The Motion to Dismiss the RICO claim is GRANTED. But, because Gorovenko has not yet had an opportunity to amend his allegations, the Court cannot conclude that amendment would be futile. Gorovenko is granted LEAVE TO AMEND this claim.
C. Remaining State Law Claims
Because Gorovenko has not adequately alleged a federal cause of action or any other basis for the Court‘s subject-matter jurisdiction, the Court lacks supplemental jurisdiction over the related state law claims. Therefore, the Court will not reach the merits of Gorovenko‘s state law claims.
IV. CONCLUSION
For the above reasons, the Court GRANTS the Motion to Dismiss. The claim for trade secret misappropriation in violation of the DTSA is DISMISSED WITH PREJUDICE. The RICO claim is DISMISSED WITH LEAVE TO AMEND. Gorovenko is granted leave to amend the complaint in a manner consistent with the terms of this Order and with all Rule 11 obligations.

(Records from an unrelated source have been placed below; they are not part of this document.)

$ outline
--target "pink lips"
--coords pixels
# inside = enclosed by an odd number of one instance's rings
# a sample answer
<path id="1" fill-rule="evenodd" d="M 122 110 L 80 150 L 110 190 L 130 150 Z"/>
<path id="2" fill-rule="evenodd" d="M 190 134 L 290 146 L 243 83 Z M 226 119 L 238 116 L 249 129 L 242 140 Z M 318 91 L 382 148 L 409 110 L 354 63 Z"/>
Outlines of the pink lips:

Gorovenko may not add any new claims or reallege the dismissed claim. Any amended complaint must be filed within fourteen (14) days of the issuance of this Order. In the alternative, Gorovenko may dismiss his federal claims and pursue his state law claims in a state court forum. Failure to file an amended complaint within the time allotted will result in dismissal of the action.